Details of the following project are taken from a press source published on the OIA website (O Instituto Ambiental, 2009).

 2.13.     Actual Stand: Bonfin Community - Brazil

 2.13.1. Location: Bonfim Community - Petropolis - Rio de Janeiro - Brazil

 2.13.2. Technical Information: The project started in 2006 thanks to private initiative and the OIA participation. According to the publication the company Aguas del Emperador was the main found provider and the project was designed to treat domestic wastewater. The case of Bonfin Community is exposed in this section but it is worth to mention that up to 2009 this system has been extended to treat the wastewater of approximately 10,000 inhabitants in Petropolis. A further emerging aspect is that according to Aguas del Emperador, which invested around $139,269 in 32 biodigestors, no economic return was recorded for the company.

·         Total population: 500 Inhabitants

·         Process description: Two biodigestors

 2.13.4. Stakeholders:

  • Company Aguas del Emperador
  • OIA
  • Bonfin Community

 2.13.5. Benefits:

  • Sanitary benefits related to wastewater treatment. According to the Prefecture of Petropolis, from the installation of this biodigestors, hepatitis cases in this area decreased in 30%.   
  • Biogas provides a household with energy for cooking.


  3.   Conclusions

The initial project, designed to serve to 600 inhabitants, provided the basis for the project implementation in Dominiquen Republic, Haiti, Nicaragua and other locations in Brazil. Actually, after 27 years of its fundation, a total population served of approximately 138,000 inhabitants may be estimated.
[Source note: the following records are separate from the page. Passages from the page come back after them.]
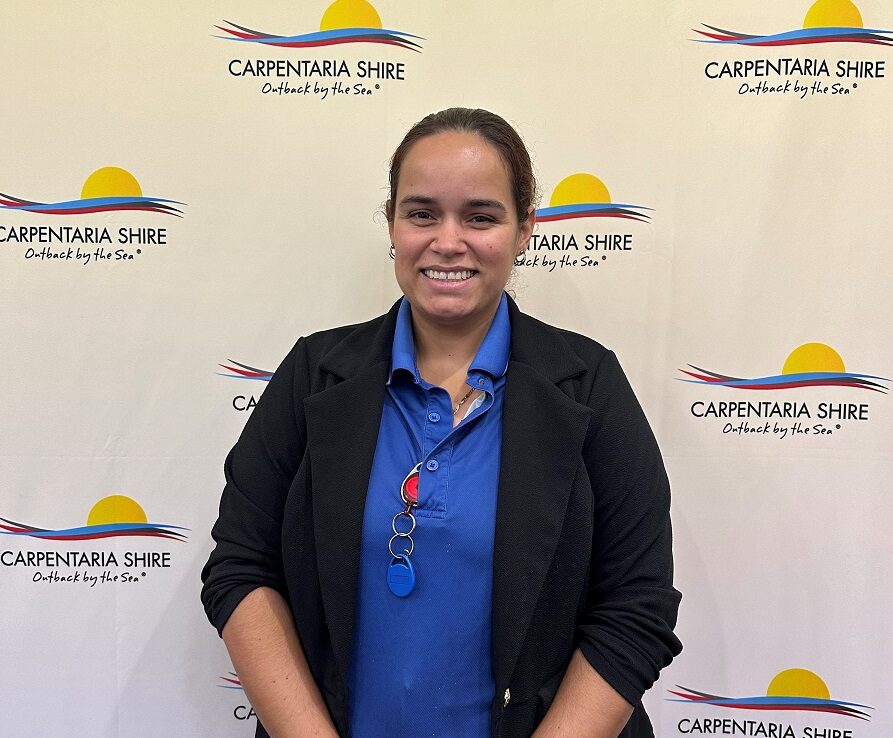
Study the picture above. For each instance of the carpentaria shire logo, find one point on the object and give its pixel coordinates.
(811, 366)
(323, 68)
(790, 691)
(582, 226)
(113, 516)
(108, 191)
(799, 62)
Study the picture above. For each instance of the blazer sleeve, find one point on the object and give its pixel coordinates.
(259, 472)
(626, 632)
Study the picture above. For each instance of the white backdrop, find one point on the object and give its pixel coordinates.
(768, 231)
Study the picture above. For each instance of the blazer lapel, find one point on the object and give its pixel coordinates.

This expansion capacity appears encouraging for future implementations but other data besides the spread of facilities is also necessary to know how effectively these installations pursued its goals.

As was previously described, goals of the Biomass Project were the treatment of domestic wastewater in an Integrated System able to harmonize the production of crops and livestock. From these goals, some indicators of effective functioning may arise. Whether the production of crops, livestock or biogas as well as the performance of the treatment process may serve as points of reference related to the proper functioning and sustainability of the project. A deeper evaluation of this indicators still remains for the future.


 4. References





  • Umwelt Bundesamt. (2013). Klärschlammentsorgung in der Bundesrepublik Deutschland. Dessau-Roßlau: Umweltbundesamt (UBA).